Он разделся быстрее Кузы, ни капельки не стыдясь своего тела, и, сделав несколько шагов по воде, пошел и поднялся на плоский, покрытый мхом камень.
Тонкий-тонкий, не прикрытый спасительным тряпьем старик. Стоял и смотрел. И тут, как маленькая мартышка, завозился Куза, будто его завели и подбросили. Он сделал двойное сальто, походил на руках, в три прыжка с разбега покорил значительное расстояние, зачерпнув песок в трусы, и всё это с тайной надеждой, что золотобородый заметит. Золотобородый заметил, но не успел рассмеяться, потому что необъяснимо для них появилась на обрыве и направилась к бухточке колонна, состоящая из двух десятков детей и рослого мужчины в спортивном костюме. Дети опирались кто на костыль, кто на палку, мужчина даже вел одного совершенно счастливого мальчика, поддерживая за плечи, и видно было, как ужасны ноги поддерживаемого, буквально высохшие до кости.
Куза подбежал к старику. Его колотило от внезапной перемены событий. Дети приближались, оживленно разговаривая, как любые предчувствующие купание дети.
Старик обнял Кузу:
«Прости, я не знал. Здесь, вероятно, недалеко санаторий для больных детей… А буйствовал ты на берегу замечательно, я видел. Но мы в изящных беседах забыли, что есть несчастные, и наказаны».
Великий математик
Все последующие за этой прогулкой дни Кузе казалось, что золотобородого подменили.
На расспросы о Камерном он отвечал:
«Это не к добру, вы сами видели, я не могу».
Даже облик его менялся. Что-то неопрятное, какие-то признаки разрушения появились в Михаиле Леонидовиче. И так беспомощно перемещались его ладони вдоль одежды во время разговора, будто ими он хотел прикрыть всего себя, исчезнуть.
После ссоры с воровкой-соседкой он стал ничей. Так, какой-то неухоженный старик.
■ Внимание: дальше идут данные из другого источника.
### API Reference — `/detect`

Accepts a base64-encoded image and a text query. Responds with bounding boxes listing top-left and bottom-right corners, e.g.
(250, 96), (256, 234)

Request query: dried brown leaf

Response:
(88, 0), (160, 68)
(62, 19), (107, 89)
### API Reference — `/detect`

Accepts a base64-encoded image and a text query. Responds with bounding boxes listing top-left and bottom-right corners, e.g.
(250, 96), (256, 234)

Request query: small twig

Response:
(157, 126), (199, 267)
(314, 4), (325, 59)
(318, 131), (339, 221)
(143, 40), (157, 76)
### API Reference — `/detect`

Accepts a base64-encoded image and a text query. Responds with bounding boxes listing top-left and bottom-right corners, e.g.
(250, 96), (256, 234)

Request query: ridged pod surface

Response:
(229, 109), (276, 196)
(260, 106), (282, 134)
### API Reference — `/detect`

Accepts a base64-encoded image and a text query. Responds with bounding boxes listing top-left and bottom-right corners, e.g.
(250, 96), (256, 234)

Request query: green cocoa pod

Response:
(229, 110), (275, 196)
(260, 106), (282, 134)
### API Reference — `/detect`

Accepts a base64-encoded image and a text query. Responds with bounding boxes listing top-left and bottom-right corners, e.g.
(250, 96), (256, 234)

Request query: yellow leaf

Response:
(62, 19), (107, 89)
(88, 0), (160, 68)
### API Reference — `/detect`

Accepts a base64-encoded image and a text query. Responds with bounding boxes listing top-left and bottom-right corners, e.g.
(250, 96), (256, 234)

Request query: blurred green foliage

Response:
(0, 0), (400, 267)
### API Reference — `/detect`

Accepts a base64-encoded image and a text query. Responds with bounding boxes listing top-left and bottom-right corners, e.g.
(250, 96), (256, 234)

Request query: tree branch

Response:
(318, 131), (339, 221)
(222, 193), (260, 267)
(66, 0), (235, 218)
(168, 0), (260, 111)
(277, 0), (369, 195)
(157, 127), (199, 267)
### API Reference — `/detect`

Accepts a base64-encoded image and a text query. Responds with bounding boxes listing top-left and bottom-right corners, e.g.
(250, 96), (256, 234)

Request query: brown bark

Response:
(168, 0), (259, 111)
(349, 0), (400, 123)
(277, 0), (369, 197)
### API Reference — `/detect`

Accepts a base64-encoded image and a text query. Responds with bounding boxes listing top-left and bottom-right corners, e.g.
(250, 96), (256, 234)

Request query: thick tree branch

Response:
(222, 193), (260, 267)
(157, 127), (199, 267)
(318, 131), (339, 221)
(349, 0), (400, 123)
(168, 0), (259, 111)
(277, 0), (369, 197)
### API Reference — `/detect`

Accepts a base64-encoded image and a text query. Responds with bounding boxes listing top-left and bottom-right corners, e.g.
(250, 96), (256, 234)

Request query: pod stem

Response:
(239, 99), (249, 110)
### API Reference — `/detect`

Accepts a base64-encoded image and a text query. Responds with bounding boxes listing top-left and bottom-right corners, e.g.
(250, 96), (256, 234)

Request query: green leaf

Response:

«Проходите, проходите, — говорила Гуськова, открывая дверь. — Ваш-то сегодня суп пытался сварить, смехота! Кушайте на здоровье!»
Старика не было видно из-за письменного стола, когда Куза вошел; сидя на корточках, он шарил вокруг, искал что-то в очередной раз закатившееся.
«Я никогда не думал, — сказал он, подымаясь, — что мне придется прощать плохих людей только потому, что я не могу обойтись без их помощи. Трудно рассчитывать на себя! Да вы сами видите…»
«Мы с Ириной всё сделаем», — Куза поспешил поднять с пола свечу и брюки золотобородого. Старик постоял неподвижно, потом буркнул что-то и повернулся к мальчику:
«Неужели вы не понимаете, что это его козни? Им затеяно».
«Кем?»
Куза вдруг ясно ощутил, что в комнате двое, он и золотобородый, и не так уж она велика, эта захламленная комната. Вот так всегда — приходишь к старому человеку с простым вопросом, всё обыкновенно, а отвечает тебе как бы рой голосов, сидящих в нем, какие-то призраки, прошлое… Стало страшно.
Но золотобородый и сам заметил волнение мальчика, взял будильник, стал поспешно заводить, и равномерные щелчки поворотов успокоили обоих.
«Какое сегодня число?» — спросил Савицкий.
«Пятое июня».
«Ты давно не был в театре?»
«В театре?»
«Да. Хочешь пойти со мной? Кто знает, может быть, нам повезет?»
«Хочу, конечно».
Если бы Куза знал Савицкого дольше, он бы заметил, что степенные приготовления к походу в театр выдавали волнение куда больше, чем суета. И вообще старик преображался.